I would like to convert the following model to ONNX format:
import torch
import torchaudio
class ConformerSpeechRecognizer(torch.nn.Module):
def __init__(self,
kernel_size,
ffn_dim: int,
feature_vector_size: int,
hidden_layer_size: int,
num_layers: int,
num_heads: int,
dropout: float,
depthwise_conv_kernel_size: int,
vocabulary_size: int):
super().__init__()
self.vocabulary_size = vocabulary_size
self.cnn_ = torch.nn.Sequential(
torch.nn.BatchNorm1d(num_features=feature_vector_size),
torch.nn.Conv1d(
in_channels=feature_vector_size,
out_channels=hidden_layer_size,
bias=False,
kernel_size=(kernel_size,),
padding='same'
),
torch.nn.BatchNorm1d(num_features=hidden_layer_size)
)
self.conformer_ = torchaudio.models.Conformer(
input_dim=hidden_layer_size,
num_heads=num_heads,
num_layers=num_layers,
ffn_dim=ffn_dim,
depthwise_conv_kernel_size=depthwise_conv_kernel_size,
dropout=dropout
)
self.proba_appoximator_ = torch.nn.Linear(
in_features=hidden_layer_size,
out_features=vocabulary_size
)
def forward(self, inputs: torch.Tensor, input_lenghts: torch.Tensor) -> torch.Tensor:
hidden_states = torch.nn.functional.gelu(self.cnn_(inputs.permute(0, 2, 1)))
hidden_states, _ = self.conformer_(hidden_states.permute(0, 2, 1), input_lenghts)

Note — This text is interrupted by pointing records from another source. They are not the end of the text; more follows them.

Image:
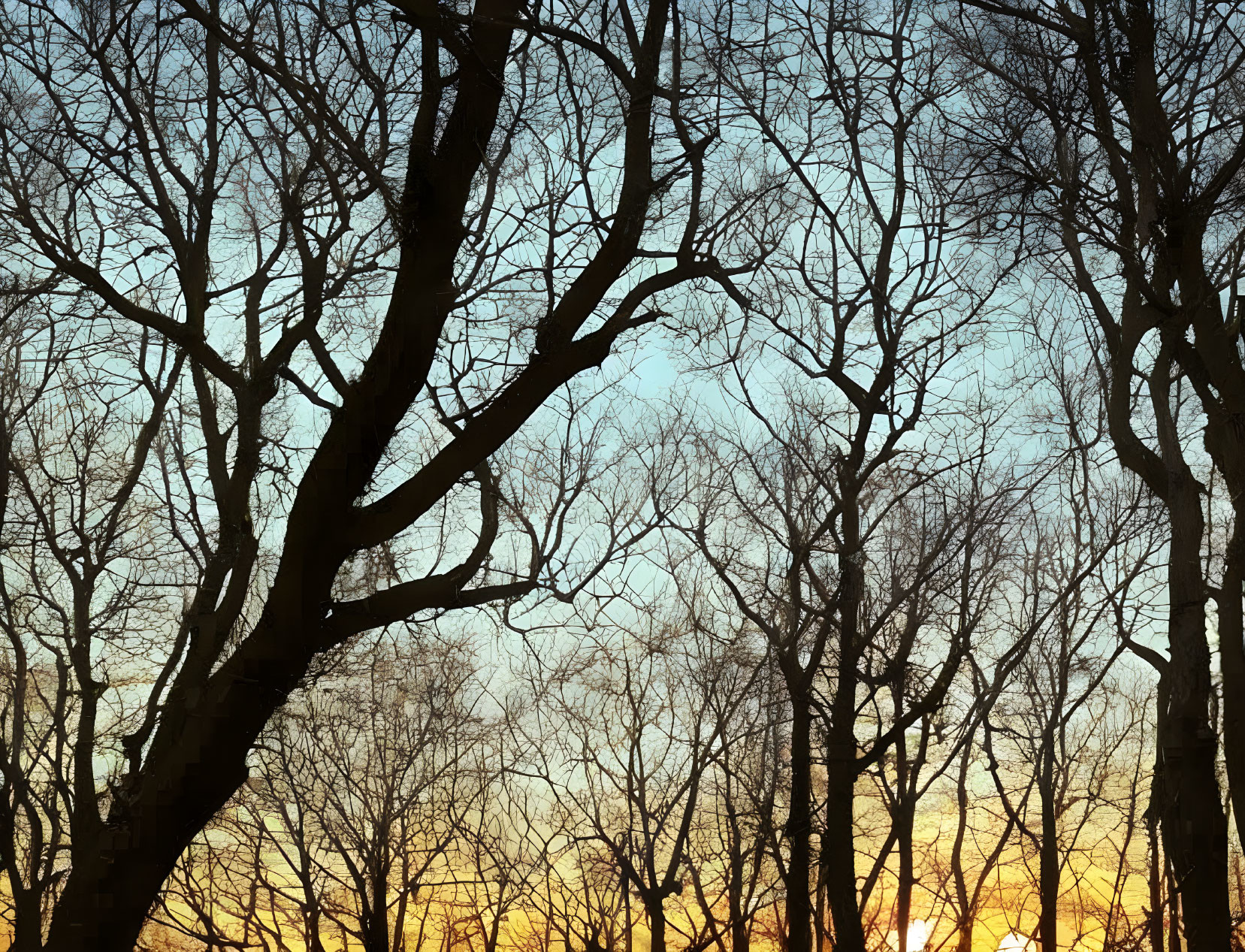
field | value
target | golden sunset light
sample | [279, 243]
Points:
[621, 476]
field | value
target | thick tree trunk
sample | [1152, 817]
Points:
[841, 885]
[1194, 825]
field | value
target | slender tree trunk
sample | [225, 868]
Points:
[904, 819]
[799, 823]
[1231, 651]
[657, 925]
[1156, 857]
[842, 745]
[1049, 859]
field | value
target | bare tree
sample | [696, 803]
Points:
[1114, 134]
[349, 252]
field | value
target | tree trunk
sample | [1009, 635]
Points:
[657, 925]
[1049, 859]
[799, 824]
[841, 887]
[1231, 652]
[1194, 825]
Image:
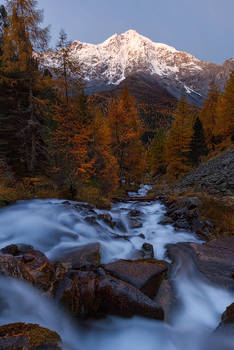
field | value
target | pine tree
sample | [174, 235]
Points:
[198, 145]
[126, 131]
[225, 112]
[179, 136]
[208, 115]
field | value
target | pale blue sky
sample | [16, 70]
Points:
[204, 28]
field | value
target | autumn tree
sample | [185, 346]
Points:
[198, 147]
[225, 112]
[21, 82]
[126, 132]
[71, 163]
[66, 68]
[157, 152]
[208, 115]
[105, 167]
[178, 141]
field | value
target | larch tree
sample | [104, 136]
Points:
[126, 131]
[66, 68]
[178, 141]
[21, 82]
[71, 163]
[208, 115]
[225, 112]
[157, 152]
[105, 167]
[198, 147]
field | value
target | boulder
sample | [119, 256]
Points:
[135, 224]
[135, 213]
[41, 269]
[166, 221]
[228, 315]
[142, 274]
[21, 336]
[77, 257]
[107, 218]
[95, 293]
[11, 267]
[147, 251]
[165, 298]
[17, 249]
[215, 259]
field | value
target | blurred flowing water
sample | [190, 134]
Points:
[54, 226]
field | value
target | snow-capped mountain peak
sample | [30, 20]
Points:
[107, 64]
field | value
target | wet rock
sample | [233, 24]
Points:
[135, 224]
[107, 218]
[135, 213]
[182, 224]
[166, 221]
[228, 315]
[142, 274]
[147, 251]
[11, 267]
[16, 249]
[21, 336]
[91, 220]
[100, 294]
[41, 269]
[88, 254]
[215, 259]
[165, 298]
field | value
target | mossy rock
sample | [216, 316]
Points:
[32, 336]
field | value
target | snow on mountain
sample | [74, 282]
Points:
[121, 55]
[106, 65]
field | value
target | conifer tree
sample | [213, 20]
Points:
[198, 147]
[178, 141]
[225, 112]
[208, 115]
[126, 130]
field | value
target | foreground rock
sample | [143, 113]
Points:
[226, 326]
[215, 176]
[142, 274]
[86, 288]
[215, 259]
[21, 336]
[95, 293]
[32, 266]
[84, 255]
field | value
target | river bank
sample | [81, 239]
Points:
[122, 262]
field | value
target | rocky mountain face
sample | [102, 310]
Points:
[130, 54]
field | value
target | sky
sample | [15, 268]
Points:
[204, 28]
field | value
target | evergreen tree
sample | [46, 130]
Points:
[198, 145]
[225, 112]
[178, 141]
[208, 115]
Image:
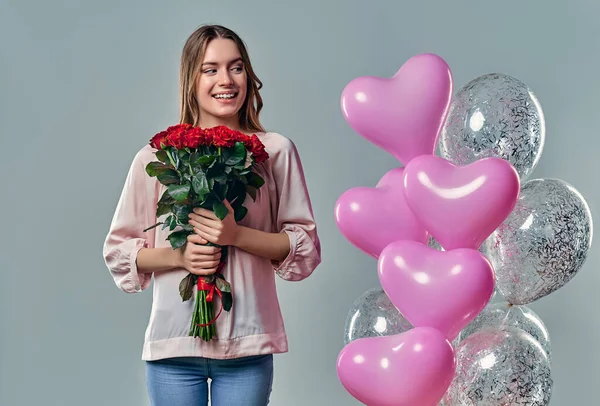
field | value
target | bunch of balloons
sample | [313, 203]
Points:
[449, 232]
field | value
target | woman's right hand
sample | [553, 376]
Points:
[199, 259]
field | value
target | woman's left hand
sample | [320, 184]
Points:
[208, 226]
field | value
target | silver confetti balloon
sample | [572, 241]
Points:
[374, 315]
[543, 243]
[500, 368]
[502, 315]
[494, 115]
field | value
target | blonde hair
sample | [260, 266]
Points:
[191, 59]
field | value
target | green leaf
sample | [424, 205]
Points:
[227, 301]
[220, 191]
[172, 223]
[186, 288]
[188, 227]
[182, 211]
[169, 177]
[179, 192]
[155, 168]
[220, 210]
[163, 208]
[223, 285]
[240, 213]
[237, 155]
[162, 156]
[205, 160]
[200, 184]
[166, 198]
[255, 180]
[178, 238]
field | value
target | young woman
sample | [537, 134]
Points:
[277, 237]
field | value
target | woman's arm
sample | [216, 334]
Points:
[274, 246]
[151, 260]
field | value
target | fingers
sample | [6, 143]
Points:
[200, 212]
[203, 249]
[210, 226]
[203, 272]
[196, 239]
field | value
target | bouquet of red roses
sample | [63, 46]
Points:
[202, 168]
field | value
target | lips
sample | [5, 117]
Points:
[225, 96]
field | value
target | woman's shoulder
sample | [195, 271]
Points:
[276, 143]
[145, 154]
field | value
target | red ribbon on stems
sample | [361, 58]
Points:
[211, 288]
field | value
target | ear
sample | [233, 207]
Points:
[228, 205]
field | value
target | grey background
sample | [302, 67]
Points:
[84, 83]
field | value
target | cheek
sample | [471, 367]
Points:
[203, 88]
[242, 84]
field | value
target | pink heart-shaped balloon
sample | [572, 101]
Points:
[408, 369]
[371, 218]
[460, 206]
[403, 114]
[445, 290]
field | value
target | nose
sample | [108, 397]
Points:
[225, 78]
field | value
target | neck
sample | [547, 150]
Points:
[210, 122]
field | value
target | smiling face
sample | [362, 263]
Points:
[221, 85]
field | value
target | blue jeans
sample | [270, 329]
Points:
[183, 381]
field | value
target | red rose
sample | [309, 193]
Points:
[176, 135]
[224, 137]
[158, 139]
[193, 138]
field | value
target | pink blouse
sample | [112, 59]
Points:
[254, 326]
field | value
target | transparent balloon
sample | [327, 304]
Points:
[502, 315]
[374, 315]
[543, 243]
[499, 368]
[494, 115]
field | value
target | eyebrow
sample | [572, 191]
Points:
[231, 62]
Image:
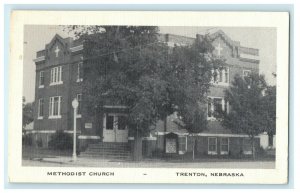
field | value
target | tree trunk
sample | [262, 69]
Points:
[137, 146]
[253, 149]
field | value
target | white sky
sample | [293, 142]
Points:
[264, 39]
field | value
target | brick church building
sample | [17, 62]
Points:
[59, 79]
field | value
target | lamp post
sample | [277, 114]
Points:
[75, 106]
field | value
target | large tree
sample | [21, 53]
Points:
[269, 113]
[129, 66]
[247, 106]
[27, 113]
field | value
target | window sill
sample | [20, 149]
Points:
[213, 119]
[220, 84]
[224, 152]
[56, 83]
[212, 153]
[247, 152]
[55, 117]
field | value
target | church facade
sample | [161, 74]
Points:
[60, 78]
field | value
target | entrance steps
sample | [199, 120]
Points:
[108, 150]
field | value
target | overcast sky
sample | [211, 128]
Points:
[264, 39]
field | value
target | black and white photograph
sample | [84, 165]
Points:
[150, 96]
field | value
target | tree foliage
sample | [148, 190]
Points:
[130, 66]
[269, 114]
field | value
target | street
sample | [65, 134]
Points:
[99, 162]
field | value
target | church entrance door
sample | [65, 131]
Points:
[115, 128]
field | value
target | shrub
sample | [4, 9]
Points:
[39, 142]
[27, 140]
[61, 141]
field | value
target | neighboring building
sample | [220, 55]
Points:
[59, 78]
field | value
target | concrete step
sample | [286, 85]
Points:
[105, 156]
[108, 150]
[107, 153]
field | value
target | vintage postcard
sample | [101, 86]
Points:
[148, 97]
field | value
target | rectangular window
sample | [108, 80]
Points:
[220, 76]
[41, 80]
[224, 146]
[246, 73]
[56, 76]
[212, 145]
[41, 108]
[54, 107]
[79, 99]
[122, 122]
[79, 72]
[182, 141]
[109, 122]
[247, 146]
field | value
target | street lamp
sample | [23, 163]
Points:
[75, 106]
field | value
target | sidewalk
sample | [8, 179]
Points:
[64, 161]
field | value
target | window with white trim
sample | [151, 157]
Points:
[212, 146]
[54, 107]
[41, 108]
[182, 144]
[220, 76]
[215, 106]
[246, 73]
[56, 76]
[224, 146]
[247, 146]
[41, 79]
[79, 72]
[79, 99]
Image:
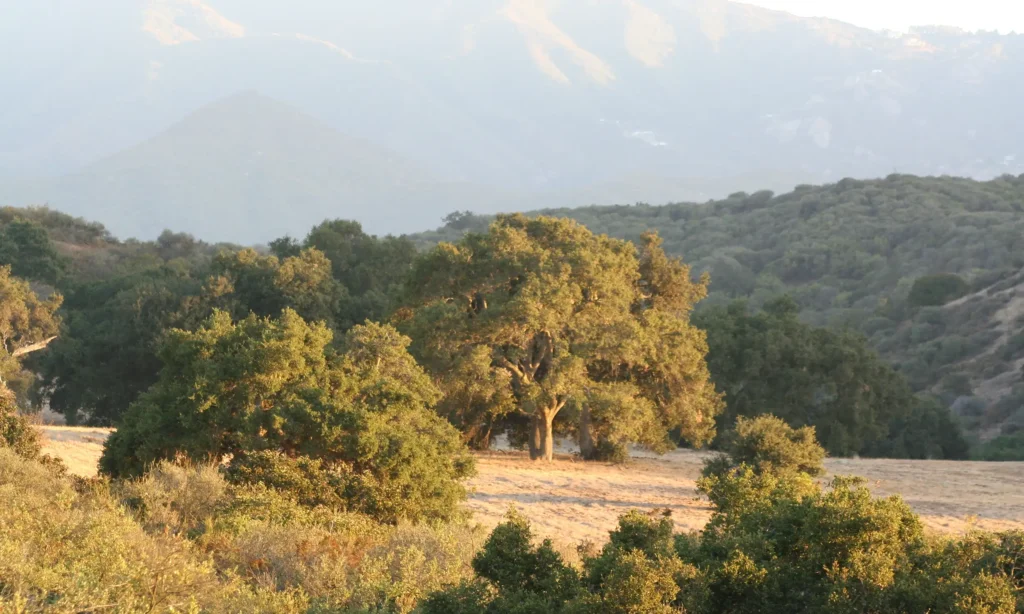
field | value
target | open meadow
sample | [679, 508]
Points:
[569, 500]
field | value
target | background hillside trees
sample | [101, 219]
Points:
[771, 362]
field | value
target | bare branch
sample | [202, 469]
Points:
[33, 348]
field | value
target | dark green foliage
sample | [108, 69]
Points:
[247, 282]
[361, 418]
[1004, 447]
[107, 354]
[27, 248]
[523, 577]
[836, 551]
[15, 431]
[372, 269]
[768, 445]
[849, 253]
[303, 479]
[542, 319]
[933, 291]
[773, 545]
[772, 362]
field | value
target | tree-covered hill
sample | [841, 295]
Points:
[851, 255]
[929, 270]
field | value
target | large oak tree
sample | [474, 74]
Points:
[553, 319]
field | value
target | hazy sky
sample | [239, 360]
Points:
[1004, 15]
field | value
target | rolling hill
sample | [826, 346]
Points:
[850, 254]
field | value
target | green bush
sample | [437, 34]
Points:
[934, 291]
[16, 432]
[352, 429]
[303, 479]
[769, 445]
[1004, 447]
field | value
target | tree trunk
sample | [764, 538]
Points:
[586, 434]
[537, 438]
[549, 437]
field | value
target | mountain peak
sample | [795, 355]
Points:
[176, 22]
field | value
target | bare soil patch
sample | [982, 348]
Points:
[569, 500]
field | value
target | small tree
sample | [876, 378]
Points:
[932, 291]
[769, 445]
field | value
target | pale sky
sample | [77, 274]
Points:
[1005, 15]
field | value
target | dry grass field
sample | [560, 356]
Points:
[569, 500]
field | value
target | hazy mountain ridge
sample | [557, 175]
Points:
[527, 96]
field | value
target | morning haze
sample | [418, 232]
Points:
[511, 307]
[493, 102]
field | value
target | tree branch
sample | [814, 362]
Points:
[33, 348]
[505, 362]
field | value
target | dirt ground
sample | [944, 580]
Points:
[570, 501]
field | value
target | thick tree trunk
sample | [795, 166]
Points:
[586, 434]
[537, 438]
[542, 444]
[547, 422]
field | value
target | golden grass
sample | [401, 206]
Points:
[569, 500]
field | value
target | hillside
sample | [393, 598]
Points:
[850, 254]
[248, 169]
[570, 501]
[561, 103]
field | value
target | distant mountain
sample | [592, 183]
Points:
[598, 101]
[248, 168]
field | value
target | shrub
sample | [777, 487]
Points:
[303, 479]
[514, 576]
[15, 431]
[64, 550]
[769, 445]
[352, 430]
[175, 498]
[1004, 447]
[933, 291]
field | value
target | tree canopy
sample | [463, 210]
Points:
[771, 362]
[558, 318]
[233, 389]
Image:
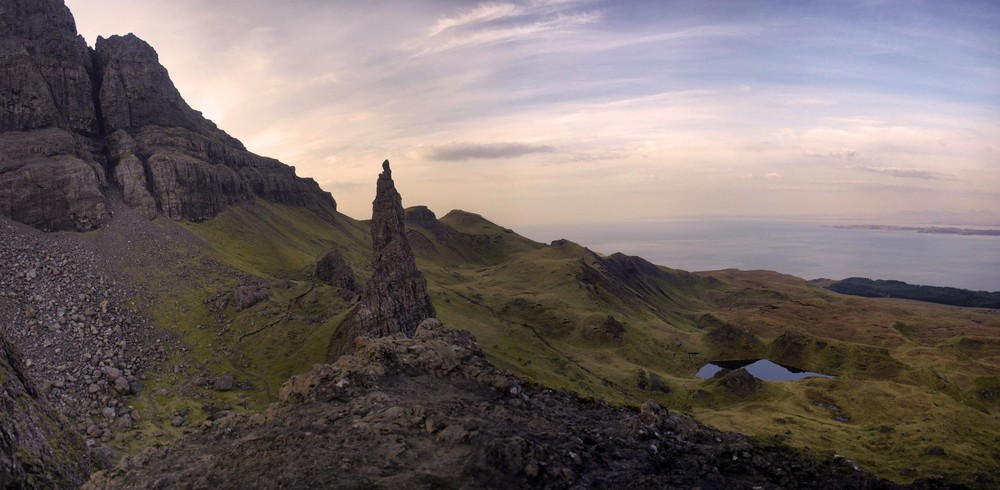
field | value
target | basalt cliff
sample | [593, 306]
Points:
[82, 125]
[226, 342]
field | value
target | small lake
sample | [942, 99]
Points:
[760, 368]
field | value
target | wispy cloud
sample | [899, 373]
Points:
[495, 23]
[912, 173]
[456, 152]
[481, 14]
[569, 109]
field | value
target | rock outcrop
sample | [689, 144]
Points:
[36, 450]
[395, 299]
[431, 412]
[333, 270]
[78, 123]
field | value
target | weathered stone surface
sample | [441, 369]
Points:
[191, 168]
[431, 412]
[333, 270]
[35, 450]
[72, 117]
[50, 180]
[395, 300]
[44, 69]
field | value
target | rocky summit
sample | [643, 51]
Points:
[395, 300]
[81, 126]
[431, 412]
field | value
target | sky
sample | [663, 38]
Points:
[533, 112]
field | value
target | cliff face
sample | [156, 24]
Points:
[78, 123]
[395, 299]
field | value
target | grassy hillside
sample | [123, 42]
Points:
[917, 389]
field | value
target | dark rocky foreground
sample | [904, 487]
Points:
[431, 412]
[36, 449]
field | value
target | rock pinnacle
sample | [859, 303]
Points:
[395, 299]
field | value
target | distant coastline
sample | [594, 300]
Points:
[939, 230]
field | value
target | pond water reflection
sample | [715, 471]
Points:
[761, 368]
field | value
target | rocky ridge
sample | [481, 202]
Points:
[81, 125]
[431, 412]
[395, 299]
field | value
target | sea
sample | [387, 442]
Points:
[807, 249]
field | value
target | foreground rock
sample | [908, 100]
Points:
[431, 412]
[36, 450]
[69, 316]
[395, 300]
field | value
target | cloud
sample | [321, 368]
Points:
[490, 23]
[460, 152]
[481, 14]
[911, 173]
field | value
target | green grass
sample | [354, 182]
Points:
[910, 375]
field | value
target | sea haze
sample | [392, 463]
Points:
[809, 250]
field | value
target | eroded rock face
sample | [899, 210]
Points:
[36, 451]
[333, 270]
[49, 177]
[395, 300]
[76, 123]
[166, 156]
[45, 69]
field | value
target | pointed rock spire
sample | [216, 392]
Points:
[395, 299]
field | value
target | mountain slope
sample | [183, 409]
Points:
[82, 126]
[429, 412]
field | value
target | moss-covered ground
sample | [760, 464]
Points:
[916, 392]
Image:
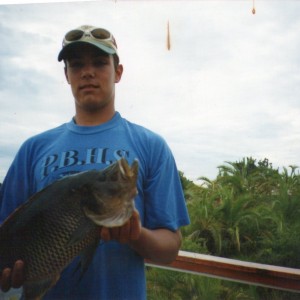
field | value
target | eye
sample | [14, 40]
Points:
[100, 62]
[75, 64]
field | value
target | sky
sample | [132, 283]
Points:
[228, 88]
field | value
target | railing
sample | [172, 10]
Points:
[235, 270]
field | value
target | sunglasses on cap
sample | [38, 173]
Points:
[100, 34]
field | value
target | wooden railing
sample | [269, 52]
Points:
[235, 270]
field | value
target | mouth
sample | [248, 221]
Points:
[87, 87]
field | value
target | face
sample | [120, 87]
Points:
[92, 76]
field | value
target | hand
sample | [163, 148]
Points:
[131, 230]
[12, 277]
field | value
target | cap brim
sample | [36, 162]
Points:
[63, 54]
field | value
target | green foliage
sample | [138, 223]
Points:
[249, 212]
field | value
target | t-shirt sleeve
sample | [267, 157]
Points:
[15, 189]
[165, 206]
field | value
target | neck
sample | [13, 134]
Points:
[93, 118]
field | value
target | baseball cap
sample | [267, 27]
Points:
[98, 37]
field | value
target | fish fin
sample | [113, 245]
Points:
[35, 290]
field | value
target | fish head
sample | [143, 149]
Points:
[110, 200]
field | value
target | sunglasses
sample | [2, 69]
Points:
[99, 34]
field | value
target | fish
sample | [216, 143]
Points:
[63, 221]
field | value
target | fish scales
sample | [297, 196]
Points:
[63, 220]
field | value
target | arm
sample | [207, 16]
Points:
[159, 245]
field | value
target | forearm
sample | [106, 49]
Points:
[159, 245]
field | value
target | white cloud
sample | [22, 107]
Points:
[228, 88]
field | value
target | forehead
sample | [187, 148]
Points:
[81, 50]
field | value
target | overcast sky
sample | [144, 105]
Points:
[228, 88]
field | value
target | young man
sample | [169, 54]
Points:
[94, 138]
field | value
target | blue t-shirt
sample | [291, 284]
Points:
[116, 272]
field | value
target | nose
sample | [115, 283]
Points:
[87, 71]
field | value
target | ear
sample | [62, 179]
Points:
[119, 73]
[66, 74]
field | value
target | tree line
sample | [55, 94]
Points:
[250, 212]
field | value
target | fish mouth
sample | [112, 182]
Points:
[112, 220]
[111, 203]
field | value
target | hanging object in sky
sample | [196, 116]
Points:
[253, 9]
[168, 37]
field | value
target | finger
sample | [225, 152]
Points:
[135, 226]
[17, 277]
[115, 233]
[125, 232]
[6, 280]
[105, 234]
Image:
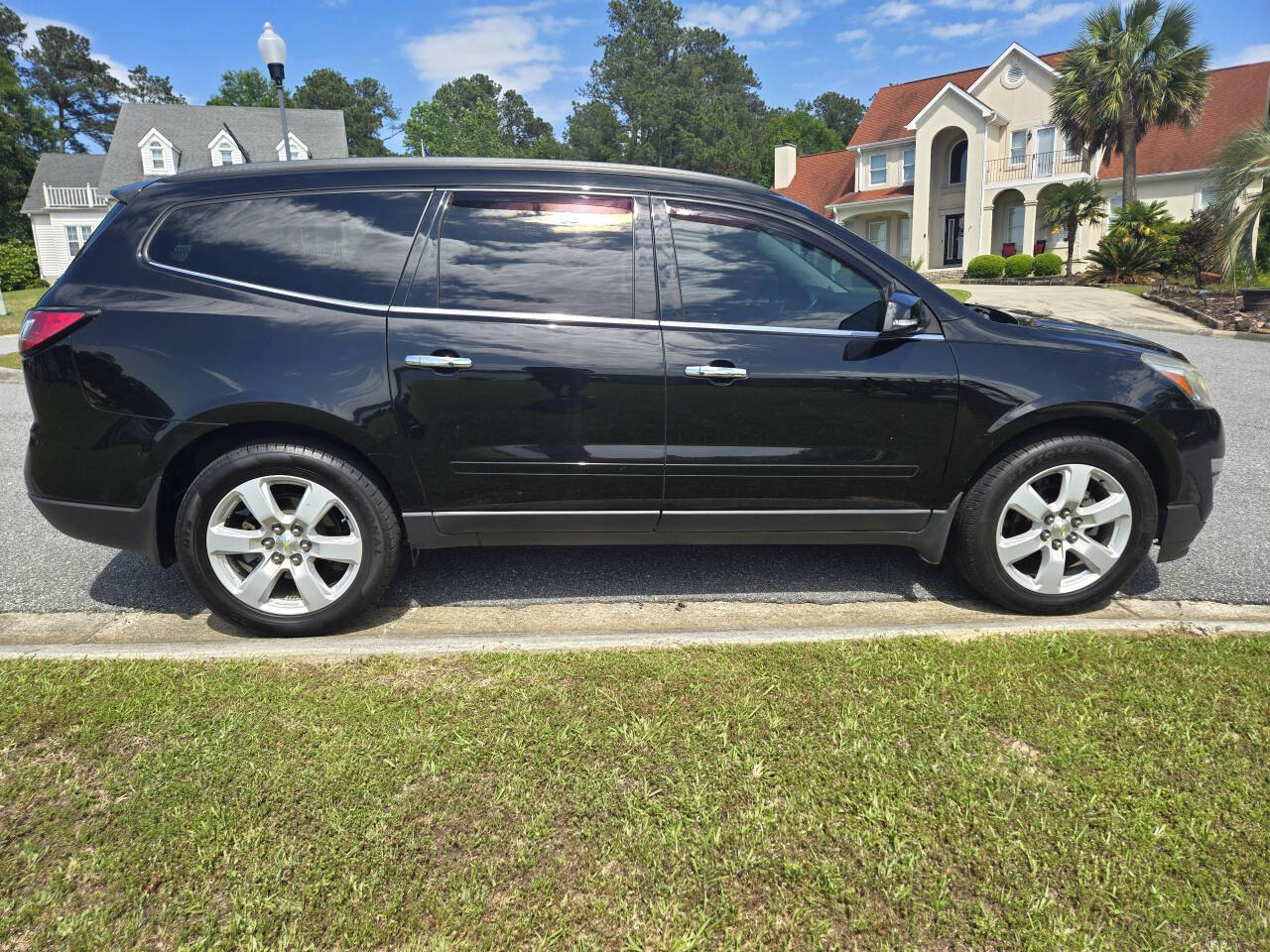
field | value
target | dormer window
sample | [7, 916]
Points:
[159, 157]
[299, 150]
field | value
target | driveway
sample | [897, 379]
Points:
[1092, 304]
[42, 570]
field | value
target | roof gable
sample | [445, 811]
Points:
[190, 127]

output_logits = self.proba_appoximator_(hidden_states)
return output_logits
I have issues with converting and I'm not sure in their origin. I convert the model in the following way:
torch.onnx.export(model.cpu(),
f="../model.onnx",
input_names=["inputs", "input_lenghts"],
output_names=["logits"],
args=({ "inputs": torch.ones(1, 1, 13), "input_lenghts": torch.ones(1, dtype=torch.long) }),
dynamic_axes={
"inputs": { 0: "batch_count", 1: "batch_item_length" },
"input_lenghts": { 0: "batch_count" },
"logits": { 0: "batch_count", 1: "batch_item_length" }
},
verbose=True
)
If I convert the model WITHOUT using
scripted_model = torch.jit.script(model)
the converting itself looks good (except I get
"UserWarning: Using padding='same' with even kernel lengths and odd dilation may require a zero-padded copy of the input be created (Triggered internally at C:\cb\pytorch_1000000000000\work\aten\src\ATen\native\Convolution.cpp:1041."
warning) However, when I start to test the model, it crashes with
RUNTIME_EXCEPTION : Non-zero status code returned while running Reshape node. Name:'/conformer_/conformer_layers.0/self_attn/Reshape_4' Status Message: D:\bld\onnxruntime_1710148767998\work\onnxruntime\core\providers\cpu\tensor\reshape_helper.h:45 onnxruntime::ReshapeHelper::ReshapeHelper input_shape_size == size was false. The input tensor cannot be reshaped to the requested shape. Input shape:{222,3,512}, requested shape:{1,24,64}
that looks as I have incorrect dynamic axes settings. However, I don't understand what is wrong with them. What bothers me even more, is that if I change
torch.ones(1, 1, 13) to torch.ones(100, 1, 13), for example, it works (as expected), but if to torch.ones(1, 100, 13), conversion fails while my expectation is that due to dynamic axes first two dimensions should not be taken into account by converter at all. But in the case, the second one can only be 1.
Alternative issue that I see is that maybe I need to script the model first (however, I think that my model doesn't require it according to docs).
But I can't convert model from script at all, if I call scripted_model = torch.jit.script(model) and try to export scripted_model, I get
Conda\envs\torch\Lib\site-packages\torch\onnx\symbolic_opset9.py", line 7089, in prim_if
torch._C._jit_pass_onnx_node_shape_type_inference(
RuntimeError: ScalarType UNKNOWN_SCALAR is an unexpected tensor scalar type
What is wrong with my conversion configuration?